The FCA has said that deleting emails is would not delete evidence, hide information, or reduce transparency.
A coalition of consumer groups has sent an open letter to MPs and the FCA urging the regulator to abandon its plans to delete most emails automatically after a year.
The FCA plans to start automatically deleting emails from 1 April.
The letter asks Emma Reynolds MP (Economic Secretary to the Treasury), Dame Meg Hiller MP (chair of the Treasury Committee), Helen Charlton (chair of the FCA’s Financial Services Consumer Network), and Lord Forsyth of Drumlean (chair of the Lords FS Regulations Committee) to urgently seek an undertaking from the FCA to abandon the email deletion plans.
The letter claims that the deletion of emails would adversely impact Freedom of Information requests, Treasury-mandated external reviews, legal challenges and also the FCA’s own ongoing regulatory work.
The consumer groups who co-signed the letter include the Transparency Task Force, Age UK, Better Finance, ShareSoc, Unchecked, the UK Shareholders Association, Tax Justice Network, Positive Money, The Finance Innovation Lab and the Police Commission.

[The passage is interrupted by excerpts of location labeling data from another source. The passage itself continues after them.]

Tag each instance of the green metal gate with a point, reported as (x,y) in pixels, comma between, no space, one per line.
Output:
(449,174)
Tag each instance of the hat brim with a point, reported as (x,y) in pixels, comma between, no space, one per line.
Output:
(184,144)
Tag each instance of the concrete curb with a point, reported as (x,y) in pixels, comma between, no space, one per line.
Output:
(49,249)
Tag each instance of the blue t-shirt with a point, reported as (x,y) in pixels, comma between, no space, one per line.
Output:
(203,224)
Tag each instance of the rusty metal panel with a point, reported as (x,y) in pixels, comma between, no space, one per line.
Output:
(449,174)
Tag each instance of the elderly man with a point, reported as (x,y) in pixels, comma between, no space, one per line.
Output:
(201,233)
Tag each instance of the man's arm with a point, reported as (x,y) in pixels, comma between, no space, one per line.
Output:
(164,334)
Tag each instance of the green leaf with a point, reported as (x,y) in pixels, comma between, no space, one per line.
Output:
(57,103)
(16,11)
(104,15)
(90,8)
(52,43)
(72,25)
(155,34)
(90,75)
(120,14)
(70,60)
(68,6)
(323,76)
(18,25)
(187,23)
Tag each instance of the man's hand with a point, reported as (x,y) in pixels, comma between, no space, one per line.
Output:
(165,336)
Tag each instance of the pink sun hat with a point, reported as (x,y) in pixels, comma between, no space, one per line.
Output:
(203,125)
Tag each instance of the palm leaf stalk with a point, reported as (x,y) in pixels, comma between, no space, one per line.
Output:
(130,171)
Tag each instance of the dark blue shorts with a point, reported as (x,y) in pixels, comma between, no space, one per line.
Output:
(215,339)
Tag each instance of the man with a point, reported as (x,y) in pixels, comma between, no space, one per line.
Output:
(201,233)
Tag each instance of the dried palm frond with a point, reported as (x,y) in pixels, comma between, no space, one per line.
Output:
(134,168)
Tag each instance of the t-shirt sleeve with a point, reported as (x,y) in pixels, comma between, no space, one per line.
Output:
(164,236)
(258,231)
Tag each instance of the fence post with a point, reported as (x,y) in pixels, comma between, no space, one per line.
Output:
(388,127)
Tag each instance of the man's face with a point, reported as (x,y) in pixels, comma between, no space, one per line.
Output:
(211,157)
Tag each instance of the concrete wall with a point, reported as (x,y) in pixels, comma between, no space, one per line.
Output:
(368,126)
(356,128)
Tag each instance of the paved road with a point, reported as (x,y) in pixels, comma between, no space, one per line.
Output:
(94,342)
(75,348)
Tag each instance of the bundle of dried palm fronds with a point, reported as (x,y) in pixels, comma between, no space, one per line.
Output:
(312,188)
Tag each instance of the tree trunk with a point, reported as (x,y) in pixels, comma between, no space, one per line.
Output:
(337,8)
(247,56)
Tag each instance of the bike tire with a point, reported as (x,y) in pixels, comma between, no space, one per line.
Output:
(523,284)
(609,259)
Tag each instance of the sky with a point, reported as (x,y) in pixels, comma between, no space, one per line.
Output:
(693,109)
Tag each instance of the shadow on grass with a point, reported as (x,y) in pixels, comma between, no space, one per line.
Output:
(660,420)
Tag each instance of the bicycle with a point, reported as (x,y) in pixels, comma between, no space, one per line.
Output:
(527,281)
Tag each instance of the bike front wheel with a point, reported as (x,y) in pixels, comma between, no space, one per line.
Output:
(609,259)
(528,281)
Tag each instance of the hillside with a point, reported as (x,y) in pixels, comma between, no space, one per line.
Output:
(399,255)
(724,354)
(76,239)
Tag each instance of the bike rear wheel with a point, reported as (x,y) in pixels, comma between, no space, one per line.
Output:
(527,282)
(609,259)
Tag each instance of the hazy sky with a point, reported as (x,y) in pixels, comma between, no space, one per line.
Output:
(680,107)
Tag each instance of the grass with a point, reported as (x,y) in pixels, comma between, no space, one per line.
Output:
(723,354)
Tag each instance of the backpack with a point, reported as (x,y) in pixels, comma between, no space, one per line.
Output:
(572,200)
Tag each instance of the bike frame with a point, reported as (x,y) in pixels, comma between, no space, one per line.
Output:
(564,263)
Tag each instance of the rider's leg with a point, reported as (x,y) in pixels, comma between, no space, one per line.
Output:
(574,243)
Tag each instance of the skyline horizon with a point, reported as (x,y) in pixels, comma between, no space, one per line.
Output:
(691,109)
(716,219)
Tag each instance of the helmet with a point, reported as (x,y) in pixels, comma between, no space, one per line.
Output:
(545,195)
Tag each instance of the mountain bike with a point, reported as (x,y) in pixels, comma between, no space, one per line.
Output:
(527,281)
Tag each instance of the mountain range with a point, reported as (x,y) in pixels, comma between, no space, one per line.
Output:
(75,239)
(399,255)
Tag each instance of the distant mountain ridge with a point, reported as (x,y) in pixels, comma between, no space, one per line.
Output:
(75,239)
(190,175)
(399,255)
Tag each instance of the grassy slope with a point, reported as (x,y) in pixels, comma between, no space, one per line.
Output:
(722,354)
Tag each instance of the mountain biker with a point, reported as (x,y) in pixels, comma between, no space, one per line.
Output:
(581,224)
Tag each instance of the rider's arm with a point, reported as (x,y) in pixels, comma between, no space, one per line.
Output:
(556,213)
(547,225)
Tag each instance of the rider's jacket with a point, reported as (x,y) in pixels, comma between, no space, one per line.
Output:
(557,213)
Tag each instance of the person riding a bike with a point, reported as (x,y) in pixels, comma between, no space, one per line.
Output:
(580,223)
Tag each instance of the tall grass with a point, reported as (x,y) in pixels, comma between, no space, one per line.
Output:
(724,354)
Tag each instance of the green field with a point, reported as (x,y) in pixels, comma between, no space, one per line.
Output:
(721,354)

The FCA has said that deleting emails would not delete evidence, hide information, or reduce transparency.
The consumer groups rejected the FCA’s defence of the policy as, “a claimed intent to preserve important emails cannot be as effective as retaining the entirety” because "the organisation and its staff cannot possibly anticipate with complete accuracy which emails may be needed in the future, whether for FoI or DSAR requests, Parliamentary Committee inquiries, HMT inquiries, litigation, judicial reviews - or its own supervisory and enforcement activities."
Anthony Stansfeld, former Thames Valley Police Crime Commissioner, said evidence must not be “thrown away”.
He said: “The forensic value of just one email can make all the difference in prosecuting a case. You just don’t do it and I’d be suspicious of any statutory body tasked with investigation, regulation or enforcement wanting to automatically delete potential evidence after 12 months.
“All kinds of phrases come to mind about how to express how naive the FCA’s proposed policy is, but I’ll resist the temptation to do so, for now.”